I recently needed to make the group’s cluster computing environment available to a third party that was not fully trusted, and needed some isolation (most notably user data under /home), but also needed to provide a normal operating environment (including GPU, Infiniband, SLURM job submission, toolchain management, etc.). After thinking about it, some of the existing options are not very suitable:

  • POSIX permission control: changing the individual folders under /home to 0750 would be a simple and quick way to prevent other users from reading and writing. However, people in the group have the need to access each other very frequently, so it is more troublesome to change it.
  • Container Isolation: Usually you can isolate most things well with containers, but it is more troublesome in HPC environment and requires extra configuration to support GPU and IB NICs. Not to mention that we use SLURM for committing tasks, making the configuration of containers more complex.
  • SELinux control: it can be done very finely, but I have never had any experience deploying SELinux on an HPC cluster and had no idea what problems I would encounter, nor did I find any articles about it.

After further thought, I realized that for users without root privileges, it would be sufficient to hide other people’s home directories from them to meet the needs of such HPC scenarios. So I came up with the idea of using chroot to implement this requirement, and also found libpam-chroot, a module that can automatically switch between users when they log in.

Debian Configuration

In Debian bullseye, the configuration is as follows:

First prepare a user and an environment for isolation:

 1
 2
 3
 4
 5
 6
 7
 8
 9
10
11
12
13
14
useradd -m foo 
mkdir -p /home/jailed/rootfs
cd /home/jailed/rootfs

binds="bin dev etc lib lib32 lib64 opt proc run sbin srv sys tmp usr var home/$user home/spack home/intel"

for d in $binds; do
  mkdir -p $d
  if mount | grep $(realpath $d/); then
    echo $d already mounted;
  else
    mount --bind /$d $d && echo $d mounted;
  fi
done

where binds specifies all directories visible to that user, which can be adjusted as needed, such as mounting home for more users (spack and intel above are both common software environments), or mounting empty tmpfs separately.

Thereafter, install libpam-chroot:

1
2
apt install libpam-chroot
ln -v -s -r -t /usr/lib/x86_64-linux-gnu/security/ /usr/lib/x86_64-linux-gnu/pam_chroot.so

The latter line is due to a bug in Debian packaging(can be seen in https://bugs.debian.org/cgi-bin/bugreport.cgi?bug=980047, https://bugs.debian.org/cgi-bin/bugreport.cgi?bug=991113), which currently also requires manually fixing the file location, otherwise the PAM module cannot be found.

Then modify the configuration of PAM itself and the module (keep the original content and add it to the end).

1
2
3
4
5
6
7
--- /etc/pam.d/common-session
+++ /etc/pam.d/common-session
+session optional pam_chroot.so

--- /etc/chroot.conf
+++ /etc/chroot.conf
+foo /home/jailed/rootfs

Then try to log in with this user and you will see that /home is only the three directories mounted in the script, and the cluster hardware and software usage is not affected.

SLURM support

In order to make the SLURM compute nodes hidden as well, in addition to all the above configurations, the following configurations should be added (on all nodes).

1
2
3
4
5
6
7
8
9
--- /etc/slurm/slurm.conf
+++ /etc/slurm/slurm.conf
-UsePAM=0
+UsePAM=1

--- /dev/null
+++ /etc/pam.d/slurm
+session required pam_permit.so
+session optional pam_chroot.so

The slurm PAM service above is a minimalist write, and you can add other items as you see fit.

In addition, if SLURM uses cgroup management tasks, additional mounts of /sys/fs/cgroup and /sys/fs/cgroup/freezer are required, otherwise starting the task will cause slurmd to get stuck.

Notes

OpenSSH also supports direct chroot of a user in sshd_config:

1
2
Match User foo
    ChrootDirectory /home/jailed/rootfs

However, I don’t recommend this as PAM is a more general approach, e.g. to get a consistent experience when other local users switch to these identities.

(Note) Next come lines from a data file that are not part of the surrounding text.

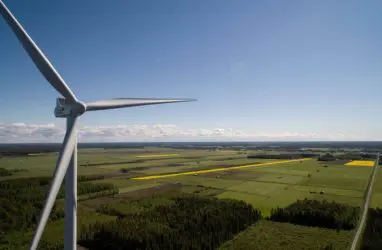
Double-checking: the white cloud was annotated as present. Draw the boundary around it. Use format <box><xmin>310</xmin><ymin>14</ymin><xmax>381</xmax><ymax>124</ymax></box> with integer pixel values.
<box><xmin>0</xmin><ymin>122</ymin><xmax>367</xmax><ymax>143</ymax></box>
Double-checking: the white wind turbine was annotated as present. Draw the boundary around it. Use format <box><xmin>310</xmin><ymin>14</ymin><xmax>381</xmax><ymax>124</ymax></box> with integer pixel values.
<box><xmin>0</xmin><ymin>0</ymin><xmax>194</xmax><ymax>249</ymax></box>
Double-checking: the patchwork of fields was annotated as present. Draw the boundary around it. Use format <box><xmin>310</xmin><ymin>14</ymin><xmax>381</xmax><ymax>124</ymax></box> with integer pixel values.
<box><xmin>0</xmin><ymin>148</ymin><xmax>382</xmax><ymax>249</ymax></box>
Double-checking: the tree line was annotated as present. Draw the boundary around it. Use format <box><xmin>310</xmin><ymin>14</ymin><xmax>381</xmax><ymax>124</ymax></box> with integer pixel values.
<box><xmin>361</xmin><ymin>208</ymin><xmax>382</xmax><ymax>250</ymax></box>
<box><xmin>0</xmin><ymin>177</ymin><xmax>118</xmax><ymax>244</ymax></box>
<box><xmin>247</xmin><ymin>153</ymin><xmax>320</xmax><ymax>159</ymax></box>
<box><xmin>79</xmin><ymin>196</ymin><xmax>261</xmax><ymax>250</ymax></box>
<box><xmin>269</xmin><ymin>199</ymin><xmax>359</xmax><ymax>230</ymax></box>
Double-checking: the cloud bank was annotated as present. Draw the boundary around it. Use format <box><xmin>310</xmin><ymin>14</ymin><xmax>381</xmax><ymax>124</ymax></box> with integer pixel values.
<box><xmin>0</xmin><ymin>122</ymin><xmax>365</xmax><ymax>143</ymax></box>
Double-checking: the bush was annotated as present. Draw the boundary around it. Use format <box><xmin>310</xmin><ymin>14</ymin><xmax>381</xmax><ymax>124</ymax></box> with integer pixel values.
<box><xmin>361</xmin><ymin>208</ymin><xmax>382</xmax><ymax>250</ymax></box>
<box><xmin>79</xmin><ymin>196</ymin><xmax>261</xmax><ymax>250</ymax></box>
<box><xmin>269</xmin><ymin>199</ymin><xmax>359</xmax><ymax>230</ymax></box>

Another important reason is that SLURM does not use SSH at all (instead it is directly fork & exec by its own process), so this is not effective on compute nodes.

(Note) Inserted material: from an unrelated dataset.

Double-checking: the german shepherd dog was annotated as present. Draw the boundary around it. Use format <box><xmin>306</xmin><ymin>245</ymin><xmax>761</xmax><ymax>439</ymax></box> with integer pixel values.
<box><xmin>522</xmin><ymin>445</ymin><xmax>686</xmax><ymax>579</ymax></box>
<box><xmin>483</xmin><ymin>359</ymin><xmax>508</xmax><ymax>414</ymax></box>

There are several different versions of libpam-chroot, Debian comes with gpjt/pam-chroot which needs to read the chroot.conf configuration file. FreeBSD also has module of the same name, which allows you to configure the root and working directory of chroot via the home directory entry in passwd, which feels a bit more convenient.

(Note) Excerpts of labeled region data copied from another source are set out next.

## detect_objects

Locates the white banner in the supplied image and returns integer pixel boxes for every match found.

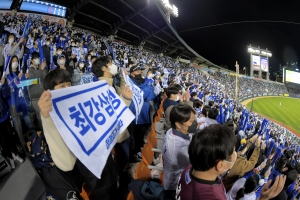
[72,47,81,60]
[50,81,134,178]
[122,70,144,123]
[0,10,67,27]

Finally, with this scheme, multiple users on the same cluster that need to be isolated can share a single rootfs, as long as their respective home directories are properly configured with permissions and cannot access each other. The configuration in chroot.conf can use wildcards and regular expressions, and also allows for more complex and powerful features (such as different rootfs directories for each user).